Logan has seen the New York Fed navigate several crises during her tenure there, including the Sept. 11 attacks, the 2008 financial crisis and the Covid-19 pandemic. She played a prominent role in developing and implementing the emergency lending programs the New York Fed established during the last two crises to smooth market functioning and keep credit flowing.

She was key to establishing the Fed’s overnight reverse-repurchase facility after the financial crisis, a program that became a popular place for money-market funds and other firms to park excess cash during the pandemic. 

Logan will stay with the New York Fed’s markets team through August and will oversee the beginning of the shrinking of the central bank’s balance sheet, which will start June 1.

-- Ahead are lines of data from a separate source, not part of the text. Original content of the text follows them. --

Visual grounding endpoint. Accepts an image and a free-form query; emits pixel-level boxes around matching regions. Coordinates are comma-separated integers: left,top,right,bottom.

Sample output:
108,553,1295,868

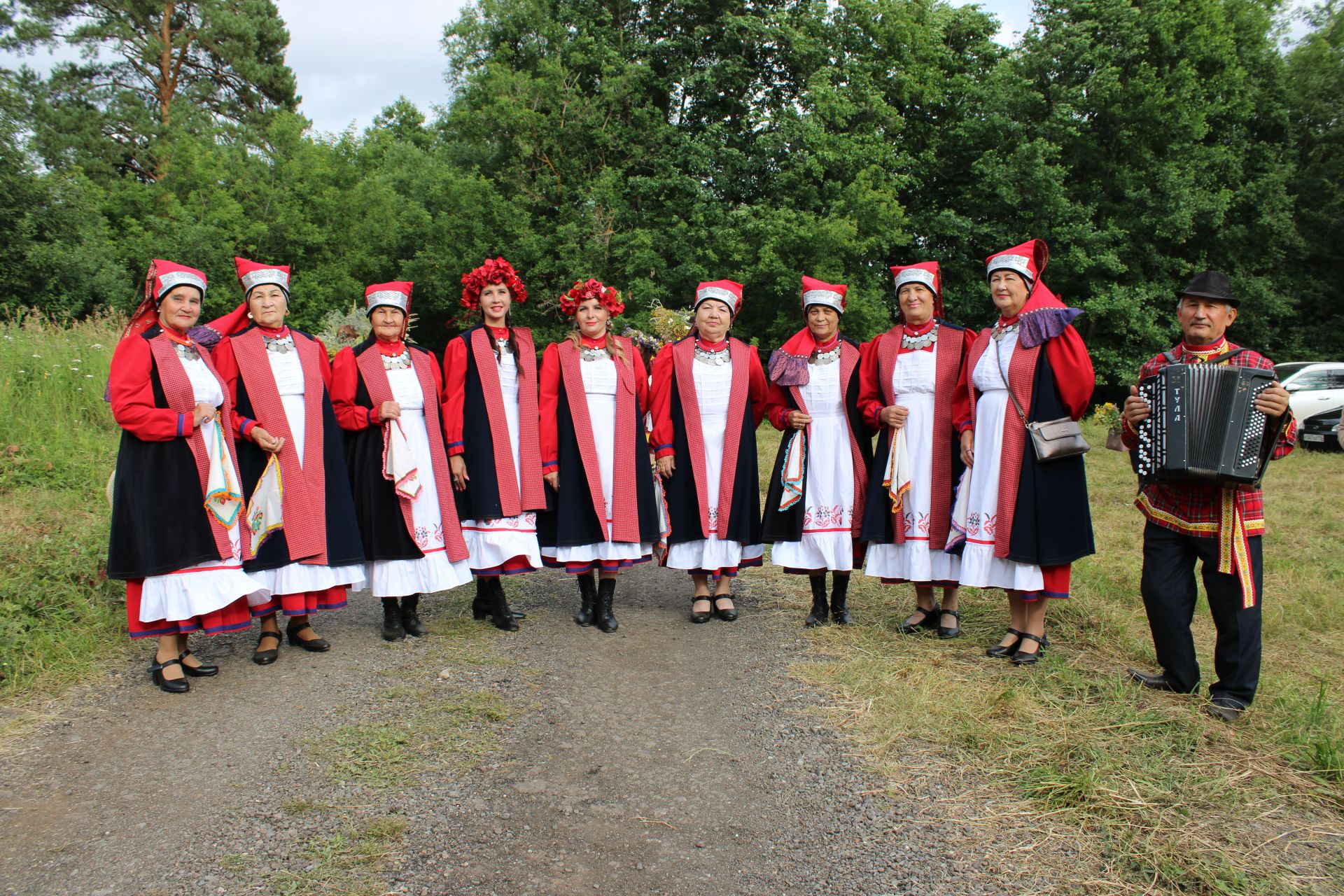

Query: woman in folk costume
332,281,472,640
538,279,659,633
210,258,364,666
108,259,270,693
859,262,974,638
653,279,766,622
762,276,872,626
444,258,546,631
953,239,1096,665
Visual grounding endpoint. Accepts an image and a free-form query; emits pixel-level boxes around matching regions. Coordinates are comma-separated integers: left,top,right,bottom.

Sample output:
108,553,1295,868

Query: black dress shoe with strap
1012,631,1049,666
149,658,191,693
985,629,1021,657
253,631,284,666
691,594,714,624
900,607,938,634
1126,669,1189,693
177,650,219,678
285,622,332,653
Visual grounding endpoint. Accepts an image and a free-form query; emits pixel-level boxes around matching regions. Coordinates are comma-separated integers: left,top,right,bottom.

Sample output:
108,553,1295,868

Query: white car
1274,361,1344,421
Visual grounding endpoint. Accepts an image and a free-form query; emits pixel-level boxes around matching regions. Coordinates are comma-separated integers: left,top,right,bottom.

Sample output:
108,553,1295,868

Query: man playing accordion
1121,272,1297,722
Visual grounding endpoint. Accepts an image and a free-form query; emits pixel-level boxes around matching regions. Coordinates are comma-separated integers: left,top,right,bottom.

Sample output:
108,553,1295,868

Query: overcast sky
0,0,1204,133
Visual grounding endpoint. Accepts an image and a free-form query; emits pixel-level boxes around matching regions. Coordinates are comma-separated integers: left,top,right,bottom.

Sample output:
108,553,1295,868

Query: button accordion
1134,364,1278,485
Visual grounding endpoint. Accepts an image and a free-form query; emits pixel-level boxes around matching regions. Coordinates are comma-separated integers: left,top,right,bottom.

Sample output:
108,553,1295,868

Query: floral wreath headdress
461,258,527,310
561,278,625,317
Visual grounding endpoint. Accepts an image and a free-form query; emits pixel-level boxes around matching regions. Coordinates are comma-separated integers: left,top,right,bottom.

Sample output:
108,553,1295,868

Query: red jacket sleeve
108,336,195,442
859,333,887,428
538,342,561,473
330,345,378,433
748,345,766,426
442,339,466,456
764,380,793,430
210,336,257,442
951,328,976,434
1046,326,1097,421
652,345,676,458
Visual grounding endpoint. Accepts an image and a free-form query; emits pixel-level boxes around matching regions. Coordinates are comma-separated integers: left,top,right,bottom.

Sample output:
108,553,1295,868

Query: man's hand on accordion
1125,386,1150,430
1255,380,1287,421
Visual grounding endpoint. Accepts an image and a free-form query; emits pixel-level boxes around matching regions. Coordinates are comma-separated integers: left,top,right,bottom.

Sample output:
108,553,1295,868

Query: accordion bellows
1135,364,1277,485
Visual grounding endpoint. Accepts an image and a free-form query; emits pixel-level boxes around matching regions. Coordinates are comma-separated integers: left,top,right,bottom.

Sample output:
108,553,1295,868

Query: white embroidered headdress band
364,289,410,313
897,267,938,293
242,267,289,293
159,270,206,298
802,289,844,314
985,255,1035,281
695,286,738,307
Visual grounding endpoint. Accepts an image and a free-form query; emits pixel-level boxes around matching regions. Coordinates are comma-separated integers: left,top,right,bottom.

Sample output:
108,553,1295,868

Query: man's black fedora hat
1176,270,1240,305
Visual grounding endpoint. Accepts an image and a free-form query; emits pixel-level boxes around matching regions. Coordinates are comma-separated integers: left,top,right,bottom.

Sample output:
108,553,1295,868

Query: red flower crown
561,278,625,317
462,258,527,309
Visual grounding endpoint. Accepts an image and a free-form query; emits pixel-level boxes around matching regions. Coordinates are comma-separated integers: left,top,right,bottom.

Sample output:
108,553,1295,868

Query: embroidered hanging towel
882,427,913,513
383,421,425,501
780,430,808,510
247,454,285,556
942,466,970,554
202,421,244,529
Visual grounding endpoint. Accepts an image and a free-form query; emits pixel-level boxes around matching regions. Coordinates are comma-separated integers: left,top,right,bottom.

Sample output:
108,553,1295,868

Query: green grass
267,817,406,896
760,427,1344,896
304,685,512,788
0,316,126,704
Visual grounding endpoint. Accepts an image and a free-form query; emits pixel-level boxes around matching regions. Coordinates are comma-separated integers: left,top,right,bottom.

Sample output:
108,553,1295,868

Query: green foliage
0,0,1344,376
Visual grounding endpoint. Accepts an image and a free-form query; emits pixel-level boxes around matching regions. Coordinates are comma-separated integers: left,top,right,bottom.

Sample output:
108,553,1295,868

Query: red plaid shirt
1119,340,1297,539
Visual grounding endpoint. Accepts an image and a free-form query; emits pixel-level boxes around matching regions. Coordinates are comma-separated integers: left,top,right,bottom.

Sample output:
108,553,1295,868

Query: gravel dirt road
0,567,1049,896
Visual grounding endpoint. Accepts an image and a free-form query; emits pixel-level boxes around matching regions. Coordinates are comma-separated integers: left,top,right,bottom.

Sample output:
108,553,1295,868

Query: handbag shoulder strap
990,337,1027,426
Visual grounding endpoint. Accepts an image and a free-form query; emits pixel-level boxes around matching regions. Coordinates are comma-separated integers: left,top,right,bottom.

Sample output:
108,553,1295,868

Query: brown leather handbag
995,340,1091,463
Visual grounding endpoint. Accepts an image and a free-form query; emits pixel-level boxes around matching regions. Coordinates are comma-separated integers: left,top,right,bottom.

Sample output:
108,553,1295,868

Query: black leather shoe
253,631,281,666
802,575,831,629
491,576,517,631
1012,631,1046,666
1204,697,1246,722
900,607,938,634
285,622,332,653
402,594,428,638
1126,669,1185,693
383,598,406,640
985,629,1021,657
938,607,961,640
149,659,191,693
177,650,219,678
574,573,596,629
593,579,621,634
831,573,853,626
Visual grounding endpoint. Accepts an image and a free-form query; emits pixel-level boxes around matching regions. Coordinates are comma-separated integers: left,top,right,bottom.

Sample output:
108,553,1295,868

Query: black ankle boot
402,594,428,638
804,573,831,629
383,598,406,640
472,576,495,620
831,573,853,626
491,576,517,631
594,579,620,634
574,573,596,629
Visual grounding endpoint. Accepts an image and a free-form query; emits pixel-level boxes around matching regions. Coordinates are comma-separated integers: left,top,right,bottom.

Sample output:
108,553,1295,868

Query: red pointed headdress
561,278,625,317
121,258,206,339
462,258,527,309
234,255,289,297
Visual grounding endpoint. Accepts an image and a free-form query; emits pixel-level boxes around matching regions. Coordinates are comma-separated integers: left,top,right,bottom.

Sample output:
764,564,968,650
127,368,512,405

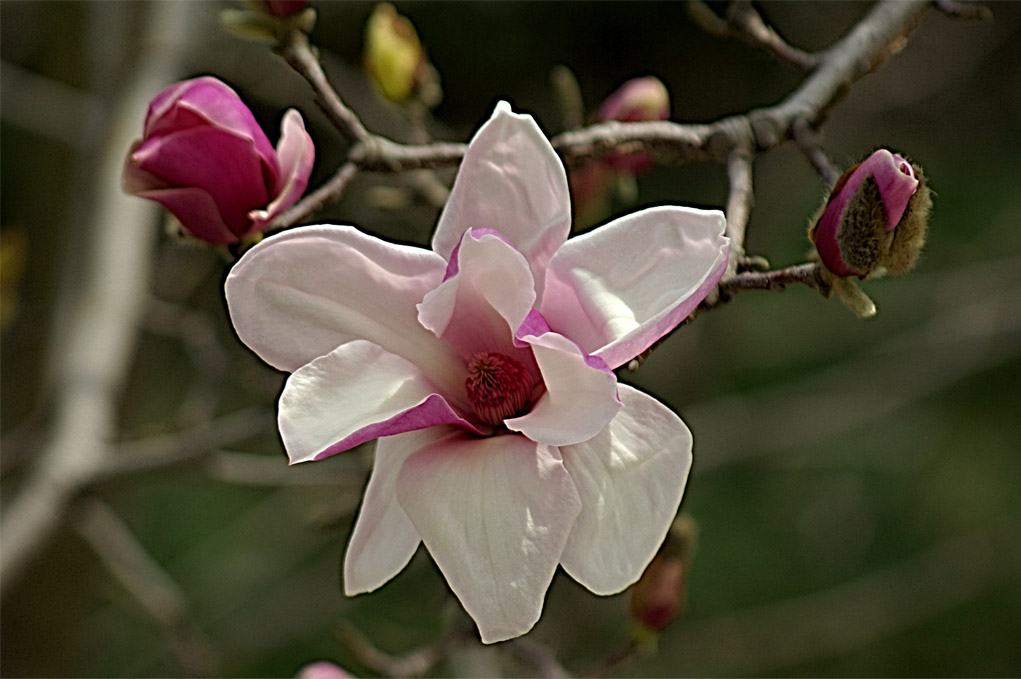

Patricia Zobel, Logan’s deputy as head of the Fed’s bond holdings, known as the System Open Market Account, will become manager “pro tem” of the portfolio.

Logan fills a role vacated by Kaplan in October as the Fed was engulfed in its most serious ethics scandal in years.

The announcement of his departure, on the same day that Boston Fed President Eric Rosengren said he was stepping down due to ill health, followed revelations of their unusual trading activity as the central bank swept into action to shield the economy from Covid-19.

Fed Vice Chair Richard Clarida also came under scrutiny for his transaction on the eve of a Fed statement signaling it was getting ready to calm market panic. He resigned Jan. 14, ahead of the expiration of his term as governor on Jan. 31.

The Boston Fed announced in February that University of Michigan economist Susan Collins, the first Black woman to lead one of the central bank’s districts, will become its new president on July 1.

The scandal provoked a demand from the Senate floor by Massachusetts Democrat Elizabeth Warren for an investigation of potential insider trading. Chair Jerome Powell asked the Fed’s internal watchdog to investigate and the central bank subsequently adopted sweeping restrictions on officials’ investing and trading, prohibiting the purchase of individual securities and boosting disclosure requirements among policy makers and senior Fed staff.